Ma sighed. “There’s no other way, is there?”

I grabbed the paper. Sis had added up the doctor’s bill along with what we needed each week to pay the rent and buy food and milk for the baby.

“Da earned 1 dollar and 75 cents a day. That’s 10 dollars and 50 cents a week,” Sis said. “The sewing Ma does from home won’t bring in enough.”

That’s when I understood. It would take all three of us to earn what my father did.

“I’d hoped you could both stay in school until you were 15,” Ma said.

Sis put her hand on Ma’s. “I’m 14. I’ll find work as a seamstress. I don’t mind sewing in a shop.”

That wasn’t true, I knew. Sis would rather be in school figuring out arithmetic problems. She’d always talked about being a teacher.

I knew what I had to do. “Maybe I can find work as an artist,” I said.

Sis rolled her eyes. “You’re a dreamer, Danny. No one pays artists.”

“Yes they do,” I protested. “Frank Leslie’s Illustrated Newspaper hires illustrators who go around the city and sketch news events and . . .” I stopped. Sis was right. “I can milk cows,” I said. “Grandpa always said I had a knack for it. There are dairies here, aren’t there?”

“I’m sure,” Ma said, brightening. “Tomorrow I’ll ask Mr. Timm, who delivers our milk.”

The moment I set foot in the stables, I wanted to race right out.

“Have Danny go to Mr. Johnson’s dairy. It’s near his distillery on West 16th Street. He should ask for Mr. Glander,” Mr. Timm had told Ma.

I didn’t have to worry about finding it. The distillery smelled bad enough, with its chimneys spewing out black smoke. But the smell of manure led me to a large, muddy yard dotted with a few dilapidated sheds and several long narrow barns, nothing like the green pastures I’d imagined. Could this dairy really be the home of the Pure Country Milk brand we fed Bitsy?

The doors of the largest barn stood open. When I stepped inside, I almost gagged from the stench. A mix of mud and dung covered the wooden floorboards. Cows were packed into narrow stalls in two long rows. From the rear of each stall, manure seeped out in vile, black streams. There was a trough running along the front so each cow could eat.

This is awful, I thought.

Just then, I heard a rustle. A young calf stuck her head out from around her mother and stared at me with huge, curious eyes.

“Hello, little one,” I said softly. She looked out of place, like a flower poking its head up in the cracks of a sidewalk. My hand closed around the pencil in my pocket. It would be fun to try to capture her comical expression.

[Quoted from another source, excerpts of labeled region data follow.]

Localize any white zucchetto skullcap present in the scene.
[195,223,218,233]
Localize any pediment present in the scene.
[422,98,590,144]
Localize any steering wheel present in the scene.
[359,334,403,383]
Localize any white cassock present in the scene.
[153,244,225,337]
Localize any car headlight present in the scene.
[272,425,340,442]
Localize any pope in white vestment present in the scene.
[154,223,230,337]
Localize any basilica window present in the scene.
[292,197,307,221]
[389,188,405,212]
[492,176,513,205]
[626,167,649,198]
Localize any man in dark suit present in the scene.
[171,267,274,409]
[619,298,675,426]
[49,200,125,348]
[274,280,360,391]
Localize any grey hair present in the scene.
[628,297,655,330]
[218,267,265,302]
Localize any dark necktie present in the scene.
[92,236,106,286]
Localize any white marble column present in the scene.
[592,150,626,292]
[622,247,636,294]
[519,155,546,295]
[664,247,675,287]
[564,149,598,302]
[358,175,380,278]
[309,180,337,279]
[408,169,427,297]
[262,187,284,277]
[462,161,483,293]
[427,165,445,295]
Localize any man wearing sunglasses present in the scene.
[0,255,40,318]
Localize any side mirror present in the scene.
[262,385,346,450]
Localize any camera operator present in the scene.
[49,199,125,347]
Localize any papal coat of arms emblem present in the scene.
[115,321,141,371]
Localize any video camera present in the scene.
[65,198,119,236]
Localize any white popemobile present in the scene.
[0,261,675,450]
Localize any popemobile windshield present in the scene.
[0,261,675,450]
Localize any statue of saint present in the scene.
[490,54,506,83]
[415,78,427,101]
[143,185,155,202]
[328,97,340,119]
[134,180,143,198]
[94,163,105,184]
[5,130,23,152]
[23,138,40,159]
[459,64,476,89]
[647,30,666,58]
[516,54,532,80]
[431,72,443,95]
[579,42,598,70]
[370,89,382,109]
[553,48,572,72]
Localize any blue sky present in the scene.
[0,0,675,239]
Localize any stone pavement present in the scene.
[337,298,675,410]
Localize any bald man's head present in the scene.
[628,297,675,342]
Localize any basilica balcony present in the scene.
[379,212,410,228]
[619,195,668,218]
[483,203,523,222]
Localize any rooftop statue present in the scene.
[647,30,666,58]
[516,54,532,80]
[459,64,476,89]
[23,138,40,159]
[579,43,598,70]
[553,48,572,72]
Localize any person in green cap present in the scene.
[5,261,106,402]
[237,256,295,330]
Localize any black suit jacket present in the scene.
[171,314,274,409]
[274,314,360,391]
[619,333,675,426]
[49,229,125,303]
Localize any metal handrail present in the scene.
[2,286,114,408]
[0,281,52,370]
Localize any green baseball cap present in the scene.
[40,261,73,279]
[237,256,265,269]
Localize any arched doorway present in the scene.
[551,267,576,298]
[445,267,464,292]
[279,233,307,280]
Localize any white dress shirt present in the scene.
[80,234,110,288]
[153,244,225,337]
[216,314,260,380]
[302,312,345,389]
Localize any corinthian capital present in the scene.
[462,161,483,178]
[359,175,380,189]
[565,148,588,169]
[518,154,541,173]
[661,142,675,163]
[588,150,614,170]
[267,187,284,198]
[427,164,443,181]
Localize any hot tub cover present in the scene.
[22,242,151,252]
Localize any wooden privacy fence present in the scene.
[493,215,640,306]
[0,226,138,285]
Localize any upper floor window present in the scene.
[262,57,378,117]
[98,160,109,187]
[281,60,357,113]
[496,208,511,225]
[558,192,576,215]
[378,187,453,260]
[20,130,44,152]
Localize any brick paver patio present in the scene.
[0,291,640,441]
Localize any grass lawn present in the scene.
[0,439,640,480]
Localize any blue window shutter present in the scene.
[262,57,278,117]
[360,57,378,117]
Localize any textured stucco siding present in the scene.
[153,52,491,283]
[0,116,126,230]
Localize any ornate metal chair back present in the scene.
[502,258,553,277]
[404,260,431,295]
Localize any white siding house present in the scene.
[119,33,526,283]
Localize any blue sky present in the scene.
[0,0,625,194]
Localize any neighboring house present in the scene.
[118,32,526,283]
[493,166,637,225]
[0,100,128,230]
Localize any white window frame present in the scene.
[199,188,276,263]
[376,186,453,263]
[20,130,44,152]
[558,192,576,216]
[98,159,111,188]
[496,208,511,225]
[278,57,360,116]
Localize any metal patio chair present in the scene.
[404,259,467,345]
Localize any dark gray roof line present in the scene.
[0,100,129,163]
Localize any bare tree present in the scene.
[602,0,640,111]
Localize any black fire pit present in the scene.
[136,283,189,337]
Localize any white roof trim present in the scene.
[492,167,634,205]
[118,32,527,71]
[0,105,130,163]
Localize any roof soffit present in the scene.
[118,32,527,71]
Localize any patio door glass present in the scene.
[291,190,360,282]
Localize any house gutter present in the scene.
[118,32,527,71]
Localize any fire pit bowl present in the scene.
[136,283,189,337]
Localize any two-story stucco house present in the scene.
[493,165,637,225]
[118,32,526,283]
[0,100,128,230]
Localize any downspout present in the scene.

“What do you want here, boy?” A bulky man strode toward me.

“I—I’m here to see Mr. Glander,” I said.

“I’m Glander. Who are you?”

“Mr. Timm delivers our milk,” I began. “He said you lost your stableboy and might need another.”

“You don’t look strong enough to heft a shovel.”

“I learned to milk cows on my grandfather’s farm back in Ireland,” I said. “I can muck out stalls too.”

Mr. Glander sized me up. “All right,” he said. “You’ll do the mucking out in the barns and shovel manure into the carts. Stay out of the milk sheds. That’s where we prepare the milk for delivery. You got that?”

“Yes, sir.”

“I’ll pay you 50 cents for a 10-hour day, six days a week.”

“I’m worth 65 cents a day, sir,” I declared. Sis had made me practice.

Mr. Glander glanced around. Then, maybe realizing I was the only boy to choose from, he said, “Fine, 65 cents.”

“I got a job!” I almost sang as I wove in and out of the crowds on my way home. At a flower stall, I saw bright-yellow daffodils, so fresh and sweet they made me think of the little calf. Daffodil. I’ll call her Daffodil, I thought. I was glad to know that there would be at least one friendly creature to greet me the next morning.

Answers

GPT-4o mini
The phrase "a knack for it" means **B. to be naturally good at something**. In the context of the story, Danny is expressing that he has a natural talent or ability for milking cows, which his grandfather recognized.